NGOs say diplomacy has not been translated into action on the ground, leaving Syrian civilians in great peril

More than 20 international aid groups sharply criticized the United Nations Security Council on Thursday, saying in a report that the body has failed to implement three resolutions passed last year to boost humanitarian assistance to Syrian civilians caught in the country's civil war.

The 21 humanitarian and human rights organizations delivered a "failing grade" for world powers and the broader international community as Syria's uprising against President Bashar al-Assad entered its fifth year. The conflict, which began with peaceful protests before escalating into a voracious civil war, has touched off a devastating humanitarian crisis that has engulfed the region.

The aid groups – including the International Rescue Committee, the Norwegian Refugee Council and Handicap International – call on U.N. members to ensure the resolutions are fully implemented. 

Since the conflict began in March 2011, more than 220,000 people have been killed and 1 million wounded. Nearly 4 million Syrians have fled and registered as refugees in neighboring countries, while another 7.6 million are displaced inside Syria. All told, an estimated 12.2 million Syrians are in need of humanitarian assistance, according to the U.N.

The spiraling crisis spurred the Security Council — usually paralyzed by divisions on Syria — to pass three resolutions last year aiming to increase humanitarian aid. The latest resolution, approved unanimously in December, extended cross-border aid deliveries to Syrians in rebel-held areas without approval from Damascus.

But the aid groups say diplomacy has not translated into action on the ground.

"The bitter reality is that the Security Council has failed to implement its resolutions," said Jan Egeland, Secretary General of the Norwegian Refugee Council. "Last year was the darkest year yet in this horrific war.

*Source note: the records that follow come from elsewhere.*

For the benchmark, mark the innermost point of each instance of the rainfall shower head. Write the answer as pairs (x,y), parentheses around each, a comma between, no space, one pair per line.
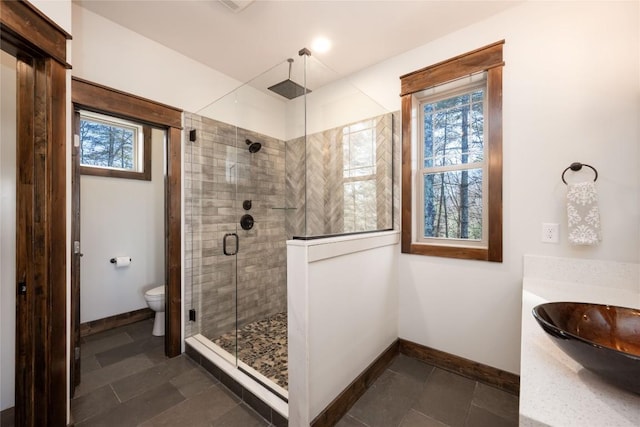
(288,88)
(254,147)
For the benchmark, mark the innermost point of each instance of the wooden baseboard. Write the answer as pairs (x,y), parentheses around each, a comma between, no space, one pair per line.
(476,371)
(95,326)
(349,396)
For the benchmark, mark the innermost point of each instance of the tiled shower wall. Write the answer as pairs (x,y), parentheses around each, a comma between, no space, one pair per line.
(212,209)
(324,202)
(215,187)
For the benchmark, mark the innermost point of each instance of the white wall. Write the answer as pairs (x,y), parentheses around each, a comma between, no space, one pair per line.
(121,217)
(7,229)
(343,306)
(571,93)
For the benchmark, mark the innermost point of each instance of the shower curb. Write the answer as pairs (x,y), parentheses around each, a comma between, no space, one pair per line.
(236,388)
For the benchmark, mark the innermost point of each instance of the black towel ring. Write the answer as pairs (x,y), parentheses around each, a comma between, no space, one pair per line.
(576,166)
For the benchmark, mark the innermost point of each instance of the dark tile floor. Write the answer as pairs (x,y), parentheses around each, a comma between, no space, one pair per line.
(127,381)
(411,393)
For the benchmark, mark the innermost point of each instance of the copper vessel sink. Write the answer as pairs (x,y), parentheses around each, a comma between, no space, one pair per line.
(604,339)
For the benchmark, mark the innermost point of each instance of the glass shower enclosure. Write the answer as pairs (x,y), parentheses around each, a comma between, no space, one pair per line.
(295,153)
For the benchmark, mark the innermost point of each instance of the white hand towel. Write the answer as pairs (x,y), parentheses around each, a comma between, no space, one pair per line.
(583,214)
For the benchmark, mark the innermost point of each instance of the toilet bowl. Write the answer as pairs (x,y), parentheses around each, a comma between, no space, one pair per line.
(155,301)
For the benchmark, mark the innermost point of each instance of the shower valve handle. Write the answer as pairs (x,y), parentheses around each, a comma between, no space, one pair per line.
(224,244)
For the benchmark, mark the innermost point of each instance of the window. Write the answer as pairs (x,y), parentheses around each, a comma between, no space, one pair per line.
(452,157)
(114,147)
(359,164)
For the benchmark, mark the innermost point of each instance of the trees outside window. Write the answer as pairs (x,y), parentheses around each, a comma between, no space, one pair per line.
(110,146)
(452,157)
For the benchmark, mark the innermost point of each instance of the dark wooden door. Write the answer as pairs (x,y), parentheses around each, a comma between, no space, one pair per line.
(41,225)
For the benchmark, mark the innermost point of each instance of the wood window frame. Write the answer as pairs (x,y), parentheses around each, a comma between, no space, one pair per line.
(95,97)
(487,59)
(144,175)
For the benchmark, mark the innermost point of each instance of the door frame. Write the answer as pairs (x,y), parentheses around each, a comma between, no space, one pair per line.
(41,240)
(101,99)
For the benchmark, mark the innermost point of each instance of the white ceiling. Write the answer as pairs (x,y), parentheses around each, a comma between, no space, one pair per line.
(245,44)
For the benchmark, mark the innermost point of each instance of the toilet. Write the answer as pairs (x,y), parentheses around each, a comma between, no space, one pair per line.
(155,301)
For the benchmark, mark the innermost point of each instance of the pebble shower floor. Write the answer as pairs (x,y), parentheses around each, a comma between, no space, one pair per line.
(263,346)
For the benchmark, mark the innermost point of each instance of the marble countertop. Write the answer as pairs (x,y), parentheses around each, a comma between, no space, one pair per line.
(554,389)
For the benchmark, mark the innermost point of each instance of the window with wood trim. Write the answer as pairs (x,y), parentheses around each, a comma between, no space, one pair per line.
(114,147)
(452,157)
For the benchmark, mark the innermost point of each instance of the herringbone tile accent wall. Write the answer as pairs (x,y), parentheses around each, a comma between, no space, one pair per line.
(218,178)
(296,188)
(324,201)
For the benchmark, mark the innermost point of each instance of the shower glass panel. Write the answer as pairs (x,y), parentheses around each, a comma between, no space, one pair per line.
(294,153)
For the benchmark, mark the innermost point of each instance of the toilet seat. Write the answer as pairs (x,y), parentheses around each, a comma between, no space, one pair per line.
(155,293)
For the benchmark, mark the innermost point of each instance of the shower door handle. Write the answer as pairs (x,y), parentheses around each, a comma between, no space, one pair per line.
(224,244)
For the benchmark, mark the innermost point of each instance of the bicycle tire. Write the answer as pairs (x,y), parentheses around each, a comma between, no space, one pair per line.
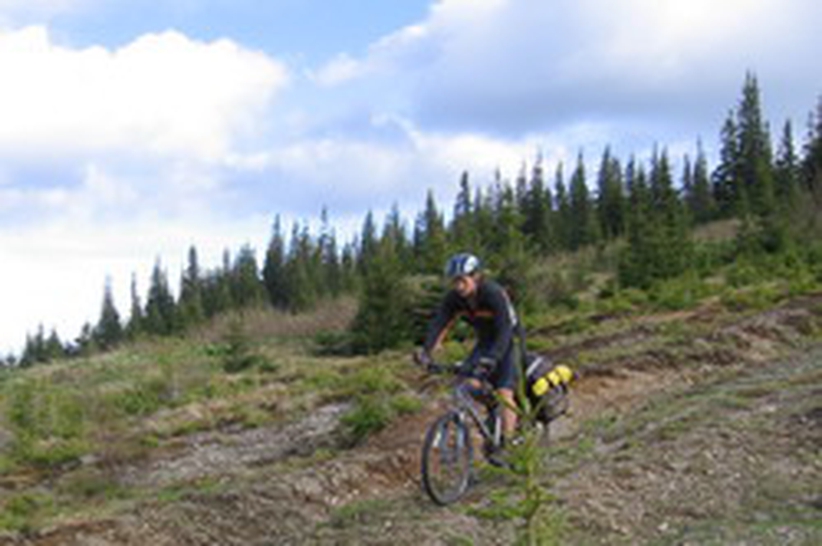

Parties to the conflict have acted with impunity and ignored the Security Council's demands, civilians are not protected and their access to relief has not improved."

Andy Baker, the head of aid group Oxfam International's response to the Syria crisis, said the U.N.'s words "now ring hollow."

"The last year has seen little concrete action from parties to the conflict and governments with influence to tackle the spiraling humanitarian crisis in Syria," Baker said. "What good is a resolution to a mother whose house has been bombed and children are hungry if it is ignored and undermined?"

In their 27-page report, the aid organizations say the number of Syrians in need in hard-to-reach areas has nearly doubled in the past year to 4.8 million. The number of children in need of assistance has risen to 5.6 million, up 31 percent since last year, they said.

Funding, meanwhile, has not kept pace with needs. In 2013, 71 percent of the funds needed to support Syrians displaced in the country as well as refugees were provided. Last year, only 57 percent of the necessary funds were granted, the groups said.

Another report released Wednesday said the war had plunged 80 percent of Syrian people into poverty, reduced life expectancy by 20 years from 75.9 years in 2010 to an estimated 55.7 years at the end of 2014, and led to massive economic losses estimated at over $200 billion since the conflict began in 2011, according to the Syrian Center for Policy Research. Syria now has the second-largest refugee population in the world after the Palestinians, the report added.